Over the past few years, I've been on an exploration of how software, and the process of creating & maintaining it, has become so complicated, difficult, and expensive. One theme I'm continually led back to is the concept of boundaries.
The whole monolith vs. microservice thing is just a red herring for the fact that we suck at managing boundaries in any formal/explicit way.— Nate Abele (@nateabele) June 10, 2015
Boundaries are omnipresent in all aspects of the software industry, yet rarely acknowledged or thought about as a first-class concept.
Whether abstract or concrete, having a unified mental model for reasoning about boundaries should yield some interesting insights. Here are a few examples from across the spectrum:
- Queries & cursors are boundaries between databases and applications
- HTTP messages are boundaries between apps and browsers, or apps and other apps
- Queues are boundaries between apps and expensive jobs
- Time is a boundary between different states in an execution context, (object-oriented) application, a database, a filesystem, the universe, etc.
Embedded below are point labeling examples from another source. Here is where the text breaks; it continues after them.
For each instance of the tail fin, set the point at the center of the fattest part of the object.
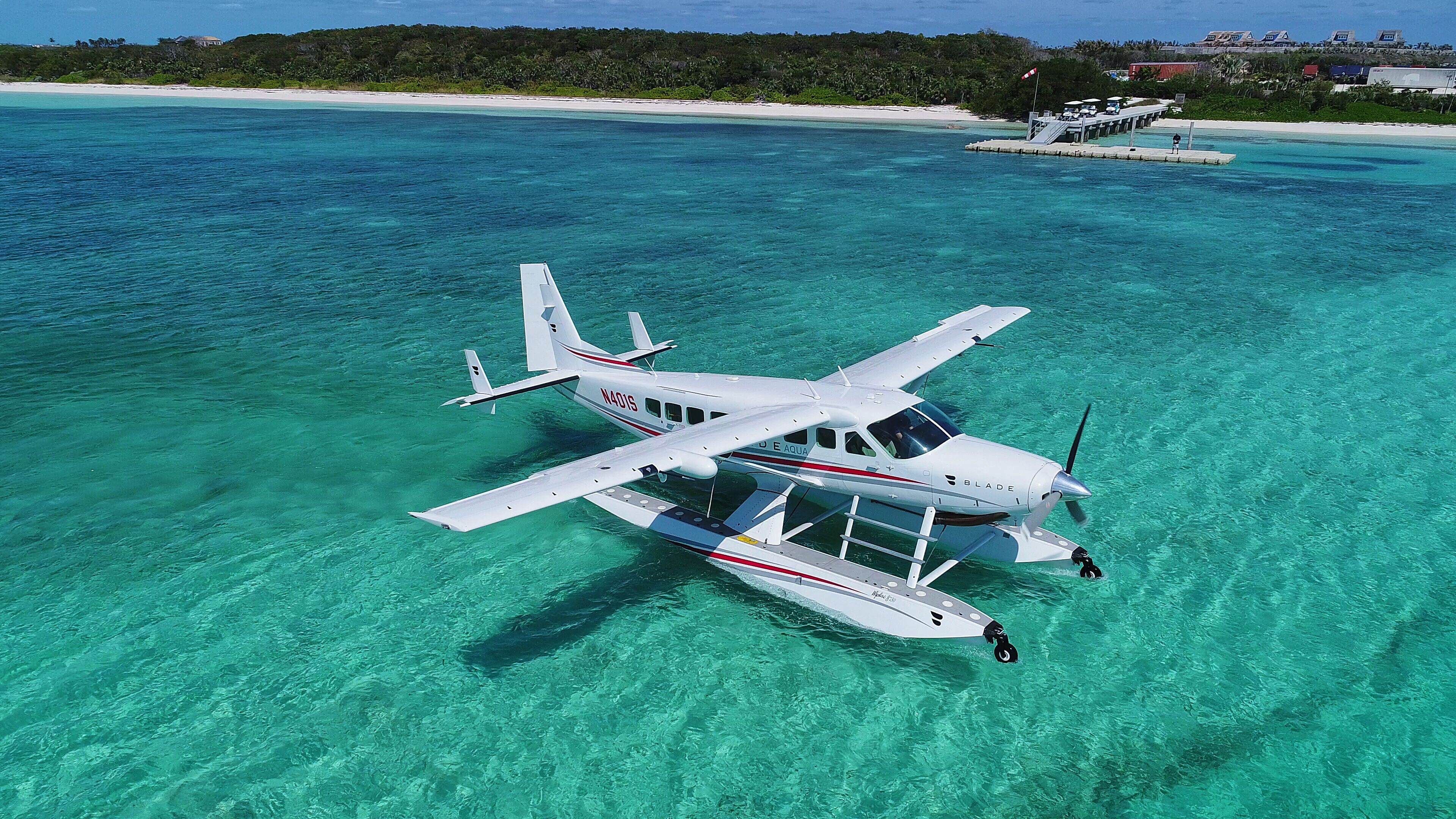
(551, 336)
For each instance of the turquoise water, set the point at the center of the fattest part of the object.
(225, 334)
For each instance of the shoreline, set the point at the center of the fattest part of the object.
(935, 116)
(861, 114)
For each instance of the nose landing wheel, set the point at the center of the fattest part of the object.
(1005, 652)
(1081, 557)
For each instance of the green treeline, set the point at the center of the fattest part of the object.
(981, 71)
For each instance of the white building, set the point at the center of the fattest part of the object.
(1433, 81)
(1229, 38)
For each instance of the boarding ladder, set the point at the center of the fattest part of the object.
(922, 541)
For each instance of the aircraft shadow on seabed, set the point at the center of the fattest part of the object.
(577, 610)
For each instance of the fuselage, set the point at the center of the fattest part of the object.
(899, 449)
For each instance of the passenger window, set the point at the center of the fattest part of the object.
(854, 445)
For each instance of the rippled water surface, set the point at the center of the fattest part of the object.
(225, 334)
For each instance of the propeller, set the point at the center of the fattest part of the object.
(1074, 508)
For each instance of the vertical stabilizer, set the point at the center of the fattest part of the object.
(478, 380)
(640, 339)
(549, 328)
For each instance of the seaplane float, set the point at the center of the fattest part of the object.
(860, 444)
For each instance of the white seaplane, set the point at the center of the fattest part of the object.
(858, 442)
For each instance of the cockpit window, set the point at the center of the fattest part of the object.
(910, 433)
(940, 417)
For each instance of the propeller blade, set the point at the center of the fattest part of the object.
(1076, 442)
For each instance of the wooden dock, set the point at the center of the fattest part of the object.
(1104, 152)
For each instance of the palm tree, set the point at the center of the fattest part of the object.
(1229, 67)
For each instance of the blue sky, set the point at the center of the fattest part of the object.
(1050, 22)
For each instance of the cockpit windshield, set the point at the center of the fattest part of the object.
(915, 432)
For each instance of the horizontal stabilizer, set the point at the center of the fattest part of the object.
(535, 382)
(908, 363)
(646, 352)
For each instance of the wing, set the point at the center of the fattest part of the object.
(915, 359)
(689, 447)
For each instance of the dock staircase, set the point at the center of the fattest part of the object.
(1049, 133)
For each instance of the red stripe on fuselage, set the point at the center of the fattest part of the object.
(825, 468)
(756, 565)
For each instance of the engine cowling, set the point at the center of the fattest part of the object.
(695, 465)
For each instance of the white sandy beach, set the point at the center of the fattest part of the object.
(931, 116)
(935, 116)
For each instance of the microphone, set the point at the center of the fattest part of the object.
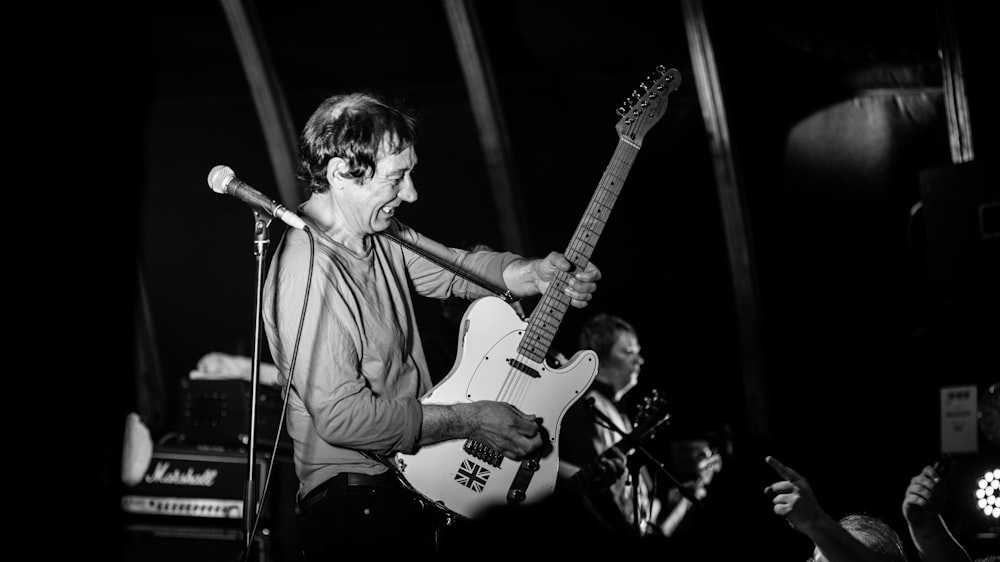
(222, 179)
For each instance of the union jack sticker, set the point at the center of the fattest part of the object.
(472, 476)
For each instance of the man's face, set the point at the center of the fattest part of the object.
(624, 360)
(373, 202)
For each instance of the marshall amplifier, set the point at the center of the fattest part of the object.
(188, 485)
(217, 412)
(189, 506)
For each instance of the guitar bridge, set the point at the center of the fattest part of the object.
(483, 452)
(526, 369)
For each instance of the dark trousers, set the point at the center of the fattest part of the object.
(365, 516)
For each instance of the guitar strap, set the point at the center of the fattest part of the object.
(502, 293)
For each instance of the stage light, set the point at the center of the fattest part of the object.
(987, 493)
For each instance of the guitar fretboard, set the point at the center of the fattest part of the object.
(549, 313)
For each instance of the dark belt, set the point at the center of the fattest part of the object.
(345, 480)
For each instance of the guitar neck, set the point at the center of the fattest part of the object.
(552, 307)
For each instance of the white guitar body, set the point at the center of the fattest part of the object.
(502, 358)
(469, 484)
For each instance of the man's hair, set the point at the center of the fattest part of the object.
(600, 332)
(876, 535)
(360, 128)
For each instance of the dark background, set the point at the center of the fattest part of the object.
(836, 116)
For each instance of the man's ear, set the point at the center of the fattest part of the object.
(337, 171)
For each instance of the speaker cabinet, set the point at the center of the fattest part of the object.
(162, 543)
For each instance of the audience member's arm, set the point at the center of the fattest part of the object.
(922, 511)
(794, 500)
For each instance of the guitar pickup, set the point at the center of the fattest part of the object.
(530, 371)
(483, 452)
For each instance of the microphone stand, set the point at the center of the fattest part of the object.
(261, 239)
(626, 443)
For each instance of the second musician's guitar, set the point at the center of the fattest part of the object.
(502, 358)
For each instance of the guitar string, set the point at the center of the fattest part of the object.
(606, 196)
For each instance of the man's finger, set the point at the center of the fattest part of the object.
(781, 469)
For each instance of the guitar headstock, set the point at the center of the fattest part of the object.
(647, 104)
(651, 414)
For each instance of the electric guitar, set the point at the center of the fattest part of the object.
(502, 358)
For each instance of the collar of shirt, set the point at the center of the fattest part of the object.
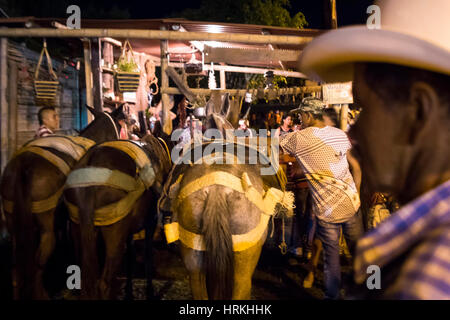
(403, 229)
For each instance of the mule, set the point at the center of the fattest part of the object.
(31, 187)
(221, 214)
(112, 194)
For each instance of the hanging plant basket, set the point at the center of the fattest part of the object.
(45, 89)
(127, 73)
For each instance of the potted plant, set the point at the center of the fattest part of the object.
(45, 89)
(127, 70)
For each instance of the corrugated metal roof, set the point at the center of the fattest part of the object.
(152, 47)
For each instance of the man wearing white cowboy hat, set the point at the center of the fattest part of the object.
(401, 76)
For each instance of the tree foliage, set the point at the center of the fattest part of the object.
(261, 12)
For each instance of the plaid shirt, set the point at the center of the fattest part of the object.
(43, 131)
(421, 230)
(322, 154)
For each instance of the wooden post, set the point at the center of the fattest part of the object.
(344, 116)
(108, 58)
(333, 14)
(3, 102)
(223, 83)
(97, 78)
(12, 103)
(165, 119)
(88, 76)
(329, 14)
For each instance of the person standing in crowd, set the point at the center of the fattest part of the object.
(286, 126)
(244, 130)
(402, 137)
(323, 154)
(330, 117)
(48, 122)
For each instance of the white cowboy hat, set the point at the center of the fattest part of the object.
(414, 33)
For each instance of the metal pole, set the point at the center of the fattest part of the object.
(88, 77)
(3, 102)
(166, 121)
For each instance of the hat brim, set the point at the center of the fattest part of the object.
(331, 56)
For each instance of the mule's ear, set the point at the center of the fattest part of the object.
(225, 104)
(118, 111)
(92, 110)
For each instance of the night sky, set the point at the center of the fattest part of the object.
(349, 11)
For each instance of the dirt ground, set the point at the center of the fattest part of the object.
(277, 276)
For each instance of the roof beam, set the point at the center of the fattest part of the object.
(154, 34)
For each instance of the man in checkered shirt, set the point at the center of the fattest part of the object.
(324, 155)
(401, 80)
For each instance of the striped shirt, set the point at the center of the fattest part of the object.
(43, 131)
(420, 231)
(322, 154)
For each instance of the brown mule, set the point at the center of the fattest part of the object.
(220, 213)
(31, 186)
(112, 193)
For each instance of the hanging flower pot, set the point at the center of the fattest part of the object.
(45, 89)
(127, 73)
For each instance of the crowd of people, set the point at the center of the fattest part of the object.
(399, 144)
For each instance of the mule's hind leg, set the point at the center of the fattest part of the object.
(244, 265)
(193, 261)
(115, 237)
(46, 247)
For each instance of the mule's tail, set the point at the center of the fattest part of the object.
(219, 258)
(89, 258)
(24, 233)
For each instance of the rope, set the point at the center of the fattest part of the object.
(49, 63)
(167, 148)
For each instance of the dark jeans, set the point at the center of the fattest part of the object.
(329, 234)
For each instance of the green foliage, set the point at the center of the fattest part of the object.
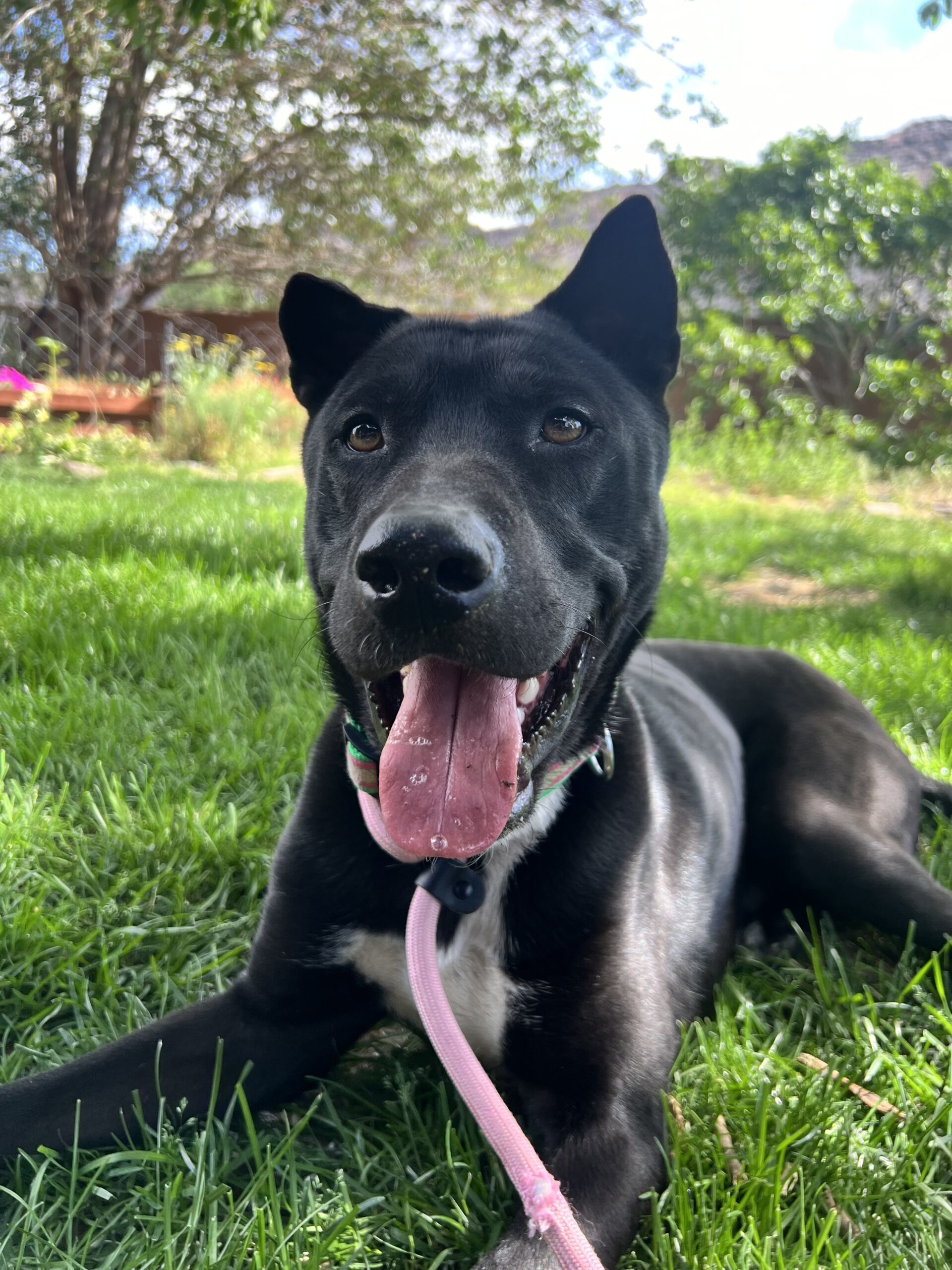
(54, 350)
(814, 285)
(159, 695)
(224, 404)
(341, 134)
(35, 435)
- Apps are boundaries between me and data or functionality that I care about
- Installation is a boundary between me and an app
- Programming languages that I don't know (or that haven't been invented yet) are the boundaries between me and the ideal expression of some problem domain that I face
- Wireframes are boundaries for communicating about user interfaces between designers, project stakeholders, and developers
- HTML & CSS are boundaries between wireframes and real user interfaces
- Code is a boundary between ideas and computers
As the tech community, these are a few of the boundaries that we face today. Some of them are useful. For the ones that aren't, our future is on the other side of them.